Barata langsung mengenalkan dirinya pada sang mertua. Raut wajah bu Lastri terkejut mendengar siapa nama orang tua Barata. Jihan sendiri mengerutkan kening melihat ekspresi dari ibu nya.
"Bu ada apa, kenapa ibu hanya diam? " tanya Jihan penasaran.
"Kau tahu nak gara gara ayahnya Barata, kita kehilangan bapak kamu. " Bu Lastri menceritakan kisah pilunya dulu pada sang anak.

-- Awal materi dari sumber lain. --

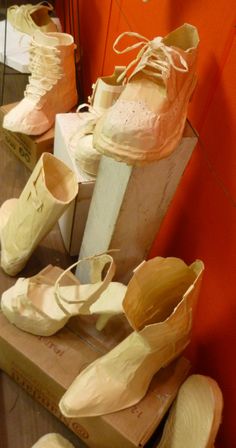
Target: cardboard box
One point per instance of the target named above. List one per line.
(27, 148)
(73, 221)
(46, 366)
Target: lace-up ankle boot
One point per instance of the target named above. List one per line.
(48, 192)
(51, 88)
(106, 91)
(147, 121)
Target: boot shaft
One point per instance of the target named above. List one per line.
(49, 190)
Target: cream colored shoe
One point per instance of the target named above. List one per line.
(52, 440)
(50, 189)
(29, 18)
(106, 91)
(147, 121)
(159, 304)
(51, 88)
(43, 304)
(195, 417)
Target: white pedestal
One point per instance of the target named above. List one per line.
(129, 204)
(73, 221)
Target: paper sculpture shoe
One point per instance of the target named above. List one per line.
(106, 91)
(29, 18)
(49, 191)
(147, 121)
(195, 416)
(43, 304)
(52, 440)
(159, 304)
(51, 88)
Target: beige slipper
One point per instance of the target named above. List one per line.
(159, 304)
(195, 416)
(43, 304)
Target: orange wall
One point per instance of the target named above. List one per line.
(201, 222)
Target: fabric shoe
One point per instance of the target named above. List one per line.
(51, 88)
(106, 91)
(147, 121)
(29, 18)
(52, 440)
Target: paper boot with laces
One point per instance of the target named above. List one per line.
(29, 18)
(52, 440)
(159, 304)
(51, 88)
(106, 91)
(195, 416)
(50, 189)
(147, 121)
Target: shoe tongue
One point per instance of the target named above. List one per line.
(46, 39)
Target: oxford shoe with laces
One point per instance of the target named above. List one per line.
(51, 88)
(147, 121)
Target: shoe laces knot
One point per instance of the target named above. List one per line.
(46, 69)
(155, 58)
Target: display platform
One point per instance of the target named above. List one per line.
(17, 46)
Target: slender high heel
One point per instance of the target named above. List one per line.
(43, 304)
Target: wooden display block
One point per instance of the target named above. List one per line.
(46, 366)
(129, 204)
(28, 148)
(73, 221)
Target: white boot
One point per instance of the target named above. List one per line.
(29, 18)
(159, 303)
(50, 189)
(52, 85)
(195, 416)
(106, 91)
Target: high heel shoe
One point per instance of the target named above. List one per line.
(195, 416)
(159, 303)
(43, 304)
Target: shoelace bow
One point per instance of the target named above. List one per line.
(154, 58)
(45, 70)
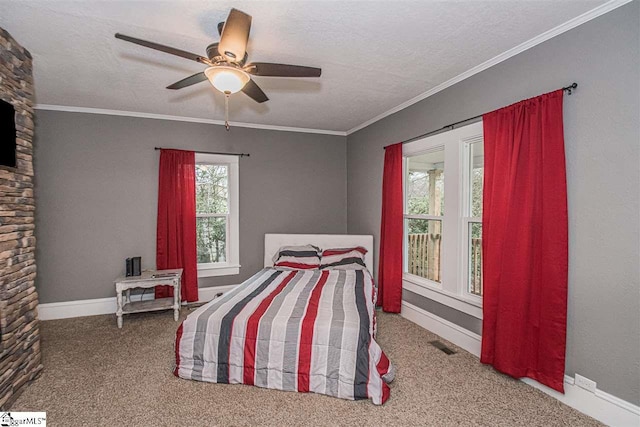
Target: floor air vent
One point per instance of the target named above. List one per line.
(438, 344)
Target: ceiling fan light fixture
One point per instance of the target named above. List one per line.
(227, 79)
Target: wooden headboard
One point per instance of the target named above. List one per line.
(273, 242)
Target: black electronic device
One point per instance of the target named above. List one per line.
(7, 134)
(129, 267)
(136, 266)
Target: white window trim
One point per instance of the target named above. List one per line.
(232, 266)
(452, 291)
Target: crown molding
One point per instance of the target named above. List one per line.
(556, 31)
(71, 109)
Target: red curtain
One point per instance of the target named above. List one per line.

Jihan terhenyak, perempuan itu terdiam saat ibunya mengguncangkan tubuhnya.
"Kepergian Ayah merupakan takdir Bu, bukan salah mendiang ayahnya kang Barata. " ucap Jihan menyakinkan ibunya. Bu Lastri justru berteriak marah pada putrinya, Jihan sendiri telah melakukan hubungan dengan Barata.
Plak
Jihan tak menyangka jika ibunya justru marah besar padanya. Bu Lastri terus menyalahkan Barata dan ayahnya, Jihan menangis tergugu apalagi saat kata kata kasar keluar dari mulut ibunya. Perempuan itu bangkit dan pergi mengambil barang barang pentingnya.
"Enggak bu, kang Barata itu suami sahku dan mana mungkin aku menceraikannya." kekeh Jihan.
"Tapi Ibu akan menjodohkan kamu dengan juragan Aryo. " balas Ibu tak mau kalah. Jihan tetap kekeh dengan pilihannya, Bu Lastri marah dan justru mengusir putrinya itu. Melihat istrinya di maki mertuanya, Barata langsung mengajak Jihan pergi dari sana.
Ismi dan Saras yang melihat kehadiran Jihan menjadi terkejut, mereka telah menyaksikan pertengkaran Jihan dengan Bu Lastri. Keduanya langsung mendatangi Bu Lastri dan menghasutnya agar semakin membenci Jihan.
Kini mereka telah pulang ke rumah Barata, setelah memarkir sepeda motornya, pria itu menyusul istrinya ke dalam. Pria tampan itu mengeratkan pelukannya, meminta maaf atas kesalahan mendiang ayahnya. "Ini bukan salah akang dan
keluarga akang, tapi kepergian bapak memang sudah takdirnya. " gumam Jihan lirih.
"Kenapa Ibu begitu kasar seperti itu, apa benar aku hanya anak pembawa sial untuk ibu Kang. " gumamnya pilu.
"Eneng udah neng, kamu bukan pembawa sial neng. Kehadiran kamu justru membawa hidup akang berwarna, jangan di pikirkan ucapan ibu ya neng. " bisik Barata dengan lembut.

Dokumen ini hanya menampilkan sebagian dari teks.